Mother Teresa may have appeared small and frail, but her legacy is big and strong. Born in Macedonia in 1910, she became a missionary at age 18. She went on to work in India, where she taught at the Loreto convent school in Calcutta.
On Sept. 10, 1946, she felt a calling from God to not just work with the poorest people in India, but to live among them. By 1950, she had established the Missionaries of Charity; it began with only 12 members but has grown to more than 4,500 who run dozens of orphanages, AIDS hospices and other charity centers throughout the world.
In 1979, she won a Nobel Peace Prize for her work, which made her name synonymous with compassion and charity. Even after her death in 1997, her memory remains a bright light in the world.

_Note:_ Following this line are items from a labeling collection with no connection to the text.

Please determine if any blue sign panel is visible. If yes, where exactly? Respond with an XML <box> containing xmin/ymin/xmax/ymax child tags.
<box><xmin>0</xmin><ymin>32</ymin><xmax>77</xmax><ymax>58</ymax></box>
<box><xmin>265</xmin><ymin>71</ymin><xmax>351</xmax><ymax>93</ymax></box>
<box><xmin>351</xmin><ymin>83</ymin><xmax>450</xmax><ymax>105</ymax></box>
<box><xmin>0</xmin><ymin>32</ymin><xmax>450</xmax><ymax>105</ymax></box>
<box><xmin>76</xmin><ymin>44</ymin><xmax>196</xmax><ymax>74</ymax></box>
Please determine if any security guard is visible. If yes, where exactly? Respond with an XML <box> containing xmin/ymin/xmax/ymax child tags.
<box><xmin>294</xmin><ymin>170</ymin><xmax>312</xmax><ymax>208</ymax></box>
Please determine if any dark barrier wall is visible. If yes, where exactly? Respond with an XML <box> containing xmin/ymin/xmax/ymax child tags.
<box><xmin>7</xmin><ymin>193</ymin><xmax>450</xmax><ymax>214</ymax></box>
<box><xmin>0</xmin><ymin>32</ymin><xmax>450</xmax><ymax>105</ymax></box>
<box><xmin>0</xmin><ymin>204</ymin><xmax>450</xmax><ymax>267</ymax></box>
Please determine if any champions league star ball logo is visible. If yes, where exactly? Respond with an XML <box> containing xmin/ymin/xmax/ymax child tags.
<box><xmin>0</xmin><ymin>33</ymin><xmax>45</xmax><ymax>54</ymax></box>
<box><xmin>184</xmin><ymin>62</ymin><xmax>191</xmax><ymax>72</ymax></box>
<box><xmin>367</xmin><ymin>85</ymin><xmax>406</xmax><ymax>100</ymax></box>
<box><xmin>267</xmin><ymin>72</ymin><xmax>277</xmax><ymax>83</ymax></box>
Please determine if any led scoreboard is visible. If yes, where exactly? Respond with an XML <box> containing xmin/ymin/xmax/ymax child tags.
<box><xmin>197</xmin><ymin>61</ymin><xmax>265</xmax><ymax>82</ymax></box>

Joan of Arc was only a teen when, in 1429, she led French armies against the English occupation of their country. Claiming she was guided by visions from God, she was a great strategist and leader who helped defeat a well-trained British army.
She was later captured, tried for heresy and found guilty in a trial that is one of history's most infamous. At age 19, she was burned at the stake, earning her a reputation as a heroine and martyr.
In 1920, she was canonized, making her one of the patron saints of France. To this day, she remains one of the most popular Roman Catholic saints.
Marilyn Monroe is best remembered as a blonde bombshell, famous off-camera and on from the late 1940s to the early 1960s. She was more than a sex symbol, though, and she refused to be stereotyped as a dumb blonde. She spoke out in support of equal rights for everyone and discussed politics with President John F. Kennedy and his brother, Senator Robert Kennedy.
Her death at age 36 is still the subject of much debate, and led to her becoming an icon. Now, 51 years after her death, she is as popular as ever. Monroe is one of the top-grossing dead celebrities, with image rights and other things earning her estate millions of dollars each year.